Chronique

Andy Emler

Running Backwards

Andy Emler (p), Marc Ducret (g), Claude Tchamitchian (b), Eric Echampard (dm)

Label / Distribution : La Buissonne / Harmonia Mundi

La proximité musicale et amicale du nouveau quartet d’Andy Emler est une évidence qui aurait pu céder à la facilité. Pourtant si le résultat dépasse largement la somme des individualités qui composent cette formation, c’est que chacun trouve le moyen d’épanouir pleinement sa personnalité en la mettant au service d’un travail compositionnel exigeant.

Pensé comme une suite qui décline moins un thème musical qu’une intention générale, Running backwards impose, en effet, une écriture redoutablement mathématique qui n’a jamais été aussi précise chez le pianiste. La souplesse d’une petite forme autorisant une tonicité stimulante, les interactions soutenues entre les musiciens sont le moyen d’un agencement de combinaisons dans lesquelles chaque rouage engendre des phrases qui fusent, éclatent et se fractionnent constamment.

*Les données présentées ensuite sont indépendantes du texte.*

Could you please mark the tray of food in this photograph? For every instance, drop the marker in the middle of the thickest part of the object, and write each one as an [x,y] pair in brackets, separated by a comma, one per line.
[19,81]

Dans ce jeu de relais et de friction, Marc Ducret et Andy Emler, situés à la croisée de l’harmonique et du rythmique, s’imposent en porte-drapeaux quasi schizophréniques lors d’échanges en duo et/ou duel, leur dialogue tenant à la fois du rebond et de la ligne de fuite. Cadré puis décadré par les assauts du pianiste, le guitariste délaisse quelques uns de ses systèmes de jeu pour répondre à la rigueur de la partition se retrouvant, dans le même temps, assailli par la tension constante que lui fait subir la frappe d’Eric Echampard. Omniprésent tout en étant capable de mille nuances dans le paroxysme, le batteur est à lui seul une mise à feu incessante qui évite cependant les débordements par sa maîtrise du timing.

Car la dynamique générale du groupe est infrangible. Le son circule entre des masses réparties et redéfinies en anamorphose avec une aisance qui est la marque des longues amitiés. Pour consolider les fondations nerveuses de l’ensemble, enfin, la contrebasse épaisse de Claude Tchamitchian, faisant bloc avec la batterie et noire dans sa puissance pulsatile, apporte un liant indispensable.

Au-delà de l’éclat des timbres et de la tonicité du propos (nous serions déjà suffisamment ravis), on entre dans un univers soigné, décontracté mais ferme qui varie les climats en renouvelant tout du long l’intérêt de l’auditeur.